Na verdade, eles demonstram desinteresse e irresponsabilidade. As coisas têm que ser feitas na marra. Só fazem porque têm que fazer. Não estão mais interessados em estudar. Perderam o interesse nos estudos. Não é o mais importante. (prof. R)

Associados a esses desafios, temos uma elevada carga de trabalho semanal que demonstra ser um obstáculo ao planejamento e à busca por inovações. É importante relevar que os professores entrevistados foram indicados pelos gestores educacionais por se destacarem em suas práticas. Portanto, a realidade mais ampla (professores inquiridos) pode ser ainda mais crítica do que a analisada nesse recorte da população de professores (professores entrevistados). Esse cenário se alinha ao que é encontrado na literatura em que descreve professores assumindo carga horária de trabalho “sobre- humana” e submetendo-se à “organização escolar que não favorece a renovação de suas práticas pedagógicas” (Horikawa & Jardilino, 2010, p. 161).

Outra questão a ser considerada é a percepção quanto aos objetivos educacionais. A cobrança da escola e dos pais quanto a resultados em exames externos (vestibulares, Enem...) tem uma influência grande sobre o professor. Dos 5 professores entrevistados, a maioria (4) entendia que a exposição seguida de treino é a forma mais assertiva de garantir as habilidades necessárias a esse fim: aprovação no vestibular. Sem uma mudança na concepção quanto aos objetivos e forma de aprendizagem, os professores não se motivarão a usar estratégias de ensino ativo (Gleason et al., 2011).

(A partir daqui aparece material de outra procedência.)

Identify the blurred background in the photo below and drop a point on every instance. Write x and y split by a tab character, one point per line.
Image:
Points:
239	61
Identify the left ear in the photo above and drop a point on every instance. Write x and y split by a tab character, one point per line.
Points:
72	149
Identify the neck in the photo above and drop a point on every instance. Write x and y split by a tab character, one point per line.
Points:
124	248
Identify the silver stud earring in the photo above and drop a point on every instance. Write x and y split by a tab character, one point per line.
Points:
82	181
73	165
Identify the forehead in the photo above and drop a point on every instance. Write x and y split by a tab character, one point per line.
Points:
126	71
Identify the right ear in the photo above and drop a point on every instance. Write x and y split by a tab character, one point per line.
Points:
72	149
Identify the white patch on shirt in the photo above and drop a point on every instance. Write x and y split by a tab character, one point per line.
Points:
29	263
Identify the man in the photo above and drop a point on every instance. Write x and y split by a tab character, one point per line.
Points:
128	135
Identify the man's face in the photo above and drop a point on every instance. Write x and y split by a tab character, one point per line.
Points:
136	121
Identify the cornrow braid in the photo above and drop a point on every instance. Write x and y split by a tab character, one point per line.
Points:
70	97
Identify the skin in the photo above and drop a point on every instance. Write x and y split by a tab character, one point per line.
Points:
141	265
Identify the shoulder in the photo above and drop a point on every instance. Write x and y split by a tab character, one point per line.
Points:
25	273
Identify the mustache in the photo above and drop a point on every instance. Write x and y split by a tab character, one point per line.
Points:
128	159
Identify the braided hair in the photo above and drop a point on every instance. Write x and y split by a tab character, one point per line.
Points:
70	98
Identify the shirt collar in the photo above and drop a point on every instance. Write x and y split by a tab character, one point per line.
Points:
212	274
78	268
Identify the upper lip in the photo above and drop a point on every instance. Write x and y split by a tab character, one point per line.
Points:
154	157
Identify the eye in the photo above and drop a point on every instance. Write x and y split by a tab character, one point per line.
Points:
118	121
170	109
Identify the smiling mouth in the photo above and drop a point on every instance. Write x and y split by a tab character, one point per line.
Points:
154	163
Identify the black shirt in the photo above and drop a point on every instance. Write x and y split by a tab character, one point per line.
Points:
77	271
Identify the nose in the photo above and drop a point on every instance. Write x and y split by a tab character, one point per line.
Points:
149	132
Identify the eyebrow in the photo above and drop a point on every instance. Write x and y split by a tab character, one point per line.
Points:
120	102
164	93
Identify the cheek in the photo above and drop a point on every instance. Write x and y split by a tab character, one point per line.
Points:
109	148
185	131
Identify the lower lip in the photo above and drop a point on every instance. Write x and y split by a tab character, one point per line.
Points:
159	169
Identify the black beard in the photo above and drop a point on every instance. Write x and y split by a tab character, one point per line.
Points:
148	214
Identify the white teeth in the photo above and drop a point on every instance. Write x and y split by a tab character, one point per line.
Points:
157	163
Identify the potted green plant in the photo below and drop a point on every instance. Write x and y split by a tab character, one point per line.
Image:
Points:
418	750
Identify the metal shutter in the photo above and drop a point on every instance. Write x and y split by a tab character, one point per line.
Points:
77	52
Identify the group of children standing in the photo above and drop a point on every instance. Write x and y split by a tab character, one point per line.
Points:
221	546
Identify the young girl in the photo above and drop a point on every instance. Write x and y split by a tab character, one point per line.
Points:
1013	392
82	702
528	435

Assim, diante da segunda questão de investigação:

• Os professores de Matemática usam o LD e as TD associados a estratégias de ensino ativas ou passivas?

A resposta nesse momento é que o LD e as TD estão mais fortemente associados a estratégias de ensino passivo que caracterizam a metodologia mais comum aos professores. Além disso, para que o LD e as TD sejam úteis num contexto de ensino ativo, dois desafios se apresentam aqui, concernentes ao i) contexto e condições de trabalho dos professores e, à ii) concepção dos objetivos do processo educacional.